EF Core’s first level caching mechanism provides some performance boost, however, consider a scenario where the entity’s record changes in the database level and we are still working off of locally cached copies of entities from the Entity Framework context. so this leads to a situation where we will get an incorrect result set.

So a workaround for this problem is to detach those entities from the context, which effectively means removing it from first-level cache, also termed as eviction of the cached item. Once detachment is done, entities may be fetched once again, which would ensure that fresh data is read from the database.

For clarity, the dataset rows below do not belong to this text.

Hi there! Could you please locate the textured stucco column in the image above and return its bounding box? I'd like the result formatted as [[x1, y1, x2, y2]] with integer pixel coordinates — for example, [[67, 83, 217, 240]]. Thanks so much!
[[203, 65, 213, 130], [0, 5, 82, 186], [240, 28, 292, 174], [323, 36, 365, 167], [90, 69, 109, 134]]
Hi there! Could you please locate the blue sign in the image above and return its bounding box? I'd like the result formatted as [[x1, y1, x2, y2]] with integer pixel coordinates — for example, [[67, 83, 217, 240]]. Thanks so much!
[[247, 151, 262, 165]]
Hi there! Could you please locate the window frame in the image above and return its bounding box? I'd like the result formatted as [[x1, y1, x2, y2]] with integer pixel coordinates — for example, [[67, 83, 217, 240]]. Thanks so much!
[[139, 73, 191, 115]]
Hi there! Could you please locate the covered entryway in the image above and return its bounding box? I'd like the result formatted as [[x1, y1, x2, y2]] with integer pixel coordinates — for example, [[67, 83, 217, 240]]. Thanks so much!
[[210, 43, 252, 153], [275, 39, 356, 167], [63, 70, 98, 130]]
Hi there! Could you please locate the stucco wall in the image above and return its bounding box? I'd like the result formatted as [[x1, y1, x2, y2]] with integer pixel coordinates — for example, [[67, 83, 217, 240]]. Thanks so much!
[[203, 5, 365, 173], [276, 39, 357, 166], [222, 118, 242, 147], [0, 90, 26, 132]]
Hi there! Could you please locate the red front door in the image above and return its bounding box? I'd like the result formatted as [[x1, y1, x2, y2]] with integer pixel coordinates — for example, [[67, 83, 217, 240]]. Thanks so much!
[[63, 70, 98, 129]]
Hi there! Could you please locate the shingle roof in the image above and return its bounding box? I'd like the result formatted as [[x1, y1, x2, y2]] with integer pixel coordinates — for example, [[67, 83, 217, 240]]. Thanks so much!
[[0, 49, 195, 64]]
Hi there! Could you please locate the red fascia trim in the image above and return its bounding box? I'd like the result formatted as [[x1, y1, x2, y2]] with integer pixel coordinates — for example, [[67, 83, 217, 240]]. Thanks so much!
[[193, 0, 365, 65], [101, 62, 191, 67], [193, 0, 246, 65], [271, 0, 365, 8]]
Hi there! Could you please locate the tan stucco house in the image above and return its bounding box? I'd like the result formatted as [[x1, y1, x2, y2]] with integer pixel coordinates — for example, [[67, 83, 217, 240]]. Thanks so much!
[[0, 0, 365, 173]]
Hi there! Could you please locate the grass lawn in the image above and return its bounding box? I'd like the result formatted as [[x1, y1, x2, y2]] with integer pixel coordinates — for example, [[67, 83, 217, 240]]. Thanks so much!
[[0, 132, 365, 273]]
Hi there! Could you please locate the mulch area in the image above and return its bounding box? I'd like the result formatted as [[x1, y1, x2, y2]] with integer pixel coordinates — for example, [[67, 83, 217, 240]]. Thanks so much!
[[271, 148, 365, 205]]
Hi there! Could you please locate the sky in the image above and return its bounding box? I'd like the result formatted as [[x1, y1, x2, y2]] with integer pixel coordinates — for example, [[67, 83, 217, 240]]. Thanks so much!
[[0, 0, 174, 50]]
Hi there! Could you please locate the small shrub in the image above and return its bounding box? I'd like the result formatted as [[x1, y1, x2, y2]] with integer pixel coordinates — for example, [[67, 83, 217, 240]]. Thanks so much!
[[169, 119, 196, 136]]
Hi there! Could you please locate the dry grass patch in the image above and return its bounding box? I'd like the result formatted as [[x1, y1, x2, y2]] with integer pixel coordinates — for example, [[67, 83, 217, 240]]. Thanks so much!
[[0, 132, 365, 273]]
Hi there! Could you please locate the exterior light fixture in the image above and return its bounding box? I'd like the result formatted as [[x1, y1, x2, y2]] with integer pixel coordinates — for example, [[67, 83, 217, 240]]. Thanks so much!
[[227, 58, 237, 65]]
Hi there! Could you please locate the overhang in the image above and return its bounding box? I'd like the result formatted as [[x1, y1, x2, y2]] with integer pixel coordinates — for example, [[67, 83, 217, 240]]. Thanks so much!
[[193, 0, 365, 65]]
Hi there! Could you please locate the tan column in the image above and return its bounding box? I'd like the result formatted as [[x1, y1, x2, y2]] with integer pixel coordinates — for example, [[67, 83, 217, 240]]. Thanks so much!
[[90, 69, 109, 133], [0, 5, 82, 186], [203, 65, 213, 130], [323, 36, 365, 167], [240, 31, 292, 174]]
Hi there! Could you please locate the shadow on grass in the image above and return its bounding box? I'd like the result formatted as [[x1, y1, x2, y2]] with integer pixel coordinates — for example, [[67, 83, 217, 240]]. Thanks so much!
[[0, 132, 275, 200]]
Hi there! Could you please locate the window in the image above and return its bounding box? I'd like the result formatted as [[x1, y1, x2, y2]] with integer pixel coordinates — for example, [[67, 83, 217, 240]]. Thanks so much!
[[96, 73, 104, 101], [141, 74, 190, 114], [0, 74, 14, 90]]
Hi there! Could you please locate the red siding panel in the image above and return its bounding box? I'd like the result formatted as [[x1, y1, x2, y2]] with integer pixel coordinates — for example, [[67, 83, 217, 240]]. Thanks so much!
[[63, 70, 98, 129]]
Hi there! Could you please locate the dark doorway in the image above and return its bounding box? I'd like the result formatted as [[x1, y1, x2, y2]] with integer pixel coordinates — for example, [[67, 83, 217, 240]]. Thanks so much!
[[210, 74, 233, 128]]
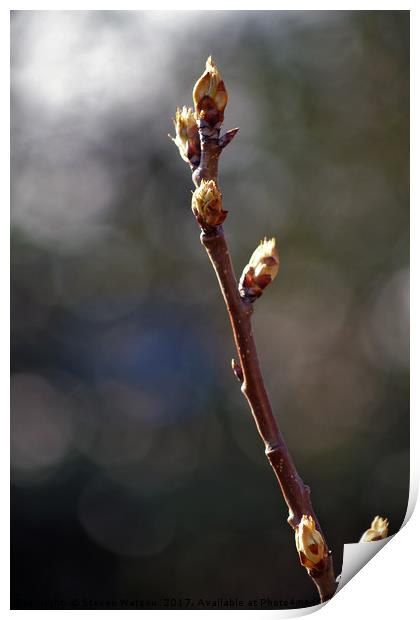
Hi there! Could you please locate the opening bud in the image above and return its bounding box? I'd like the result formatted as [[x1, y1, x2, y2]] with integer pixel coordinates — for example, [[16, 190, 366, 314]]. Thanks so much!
[[191, 179, 227, 229], [193, 56, 228, 125], [295, 515, 328, 570], [169, 105, 200, 167], [359, 516, 389, 542], [239, 238, 280, 302]]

So, we see that EF Core’s out of the box (OOB) first-level caching mechanism is far from perfect. It leads to clunky code which is prone to errors and there is fairly a good chance of the code base becoming convoluted and unmaintainable in the long run. A few of the other drawbacks of EF Core OOB first-level caching mechanism are:

  • As more objects and their references are loaded into memory, the memory consumption of the context may increase exponentially – ironically leading to performance issues, for which we had started using EF core first-level cache in the first place.
  • Possible memory leaks when disposal of context not done properly when it is not required.
  • The probability of running into concurrency related issues increases as the gap between the time when the data is queried and updated grows.

So as you can see given the need of scaling for Distributed applications , it is highly recommended to go for usage of Caching Providers.